Às vezes reparo, constrangida, que ela me está a observar com o seu olhar de mãe. E ainda hoje acontece sentir o seu empurrão (nada) discreto nas costas: “Diz olá à tia”, num medo ou talvez desejo de que eu ainda seja a pequena selvagem de cinco anos. E eu: “Mãeeee”, como quem diz: “Tenho 28 anos”, mas como quem comprova que nada é mais difícil do que ser adulto ao pé de uma mãe.

A vaidade acabou por atingir-me violenta e inesperadamente com o advento dos saltos altos e do rímel na minha vida. Imitei-a em quase tudo. Na paixão pelos banhos de mar com ondas, pelas festas, pelos livros e pelas músicas do Vinicius de Moraes. Na capacidade de escrever bem e também na propensão para o auto-elogio disfarçado, como este. Copiei também coisas menos boas, como aliás a irritação com a expressão “menos boas” quando se quer dizer más. E a embirração com tantas outras expressões, das quais talvez sobressaia: “A continuação” usada como forma de despedida, com todas as suas variações, como: “A continuação de bom proveito” que tantas vezes dizemos uma à outra por brincadeira.
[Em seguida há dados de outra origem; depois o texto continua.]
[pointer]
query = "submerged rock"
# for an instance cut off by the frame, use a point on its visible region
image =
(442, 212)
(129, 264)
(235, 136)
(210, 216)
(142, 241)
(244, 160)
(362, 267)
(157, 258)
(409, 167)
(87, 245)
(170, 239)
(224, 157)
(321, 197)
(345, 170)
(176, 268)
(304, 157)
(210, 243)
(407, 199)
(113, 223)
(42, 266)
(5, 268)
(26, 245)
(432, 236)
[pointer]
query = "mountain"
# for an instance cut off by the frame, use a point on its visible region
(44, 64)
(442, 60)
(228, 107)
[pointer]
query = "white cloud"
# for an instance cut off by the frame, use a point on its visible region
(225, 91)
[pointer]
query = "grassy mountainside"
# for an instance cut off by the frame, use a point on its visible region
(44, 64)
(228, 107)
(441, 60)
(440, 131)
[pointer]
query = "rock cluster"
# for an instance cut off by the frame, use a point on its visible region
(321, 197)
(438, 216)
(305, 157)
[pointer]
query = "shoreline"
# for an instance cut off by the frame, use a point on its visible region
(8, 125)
Partilhamos, mais do que o dia em que chegámos ao mundo, a forma como nele actuamos. A incapacidade de chegar a horas aos sítios, a desorganização, a mania que somos chiques. As poucas habilidades para a condução. A mania de cantar mesmo sem saber cantar. E sei que agora ela está a dizer que sabe cantar muito bem. E que eu também sei cantar muito bem. Sou-lhe grata por sempre ter conseguido detectar melodia na minha desafinação.

Houve um tempo em que eu andava zangada com a minha mãe e retraía-me aos seus beijinhos e abraços. Ela ficava triste, a achar que eu não gostava dela quando, na verdade, a única coisa que eu queria, era que ela gostasse tanto de si própria quanto eu gostava. Pede-me desculpa por um período que não hesitaríamos em apagar. Talvez não saiba que terei sempre muito mais a agradecer-lhe do que a perdoar-lhe.

Ensinou-me a aproveitar o melhor da vida. Como a música do Vinicius que cantávamos as duas no carro a caminho da praia: “A coisa mais divina que há no mundo é viver cada segundo como nunca mais.” A maior lição que levo dela é essa. Aproveitar. E ainda temos muito para aproveitar. Não herdei o seu jeito para despedidas afectuosas, por isso só posso desejar-lhe, do fundo do coração, a continuação de bom proveito.